Asked if it was correct that the spend on locums was10 times what was budgeted she said: “The information you have is incomplete. At the beginning of each financial year we are given a modest budget for locums. This is not intended to cover the full cost of paying for locums, it is a ‘top up’ that recognises the cost of locums is higher than the cost of directly employing someone.
“When we pay a bill for a locum we use the allocated salary for the vacancy, plus some of the locum budget. Our finance system does not allow us to pay an invoice from the salary budget code, so we transfer the salary element into the locum budget code and pay the bill from there.
“If we look at the total spend on salary and locums for the year we can see it is very close to the original budget, but the spend appears on different budget lines to the original budget and therefore give the appearance of a large locum overspend.”
She said overall there was a relatively small additional spend on locums - less than 9% at the end of the financial year.
“This reflects the fact that we sometimes use locums to cover long term sickness or maternity leave which cannot be covered by other staff. This additional spend is funded from elsewhere in the Health and Social Services budget and no extra money is requested from Treasury.”
She added that it was also important to note that the term ‘locum’ is not just used in this context in relation to doctors.
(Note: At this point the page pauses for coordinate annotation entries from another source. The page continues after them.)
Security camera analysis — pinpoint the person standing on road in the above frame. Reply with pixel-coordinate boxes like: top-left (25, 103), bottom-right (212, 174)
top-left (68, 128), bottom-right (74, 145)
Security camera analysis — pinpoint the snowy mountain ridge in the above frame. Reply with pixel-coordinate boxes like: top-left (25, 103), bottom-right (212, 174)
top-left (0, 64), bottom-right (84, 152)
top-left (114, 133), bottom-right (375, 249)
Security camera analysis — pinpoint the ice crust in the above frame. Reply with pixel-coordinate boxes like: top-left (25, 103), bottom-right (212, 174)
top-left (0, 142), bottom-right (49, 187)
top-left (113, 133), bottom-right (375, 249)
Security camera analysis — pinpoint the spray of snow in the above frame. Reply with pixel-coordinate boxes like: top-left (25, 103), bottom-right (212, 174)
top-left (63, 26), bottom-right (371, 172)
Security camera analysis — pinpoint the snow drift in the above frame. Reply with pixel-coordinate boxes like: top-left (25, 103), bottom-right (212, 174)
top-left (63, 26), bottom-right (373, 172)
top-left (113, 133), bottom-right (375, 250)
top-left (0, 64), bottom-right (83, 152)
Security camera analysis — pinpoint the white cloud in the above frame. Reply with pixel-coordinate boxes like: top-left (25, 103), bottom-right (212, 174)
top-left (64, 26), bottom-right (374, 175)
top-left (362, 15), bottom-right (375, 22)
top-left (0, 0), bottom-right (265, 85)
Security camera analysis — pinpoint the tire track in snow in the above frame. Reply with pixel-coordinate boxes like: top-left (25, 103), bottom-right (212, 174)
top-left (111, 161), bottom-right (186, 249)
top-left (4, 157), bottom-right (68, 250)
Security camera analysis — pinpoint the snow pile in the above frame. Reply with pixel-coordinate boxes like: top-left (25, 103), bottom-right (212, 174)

“For our budget we refer to all temporary or short term staff as locums, and not all of these people are employed through agencies. The ‘locums’ referred to here include doctors, nurses, midwives, physiotherapists, pharmacy staff, radiology staff, social services staff, and even cleaners. For example, there are currently no locum doctors working at the KEMH, as all the doctors here at the moment are on local contracts, some long-term, some short term. There are, however, other locum staff.”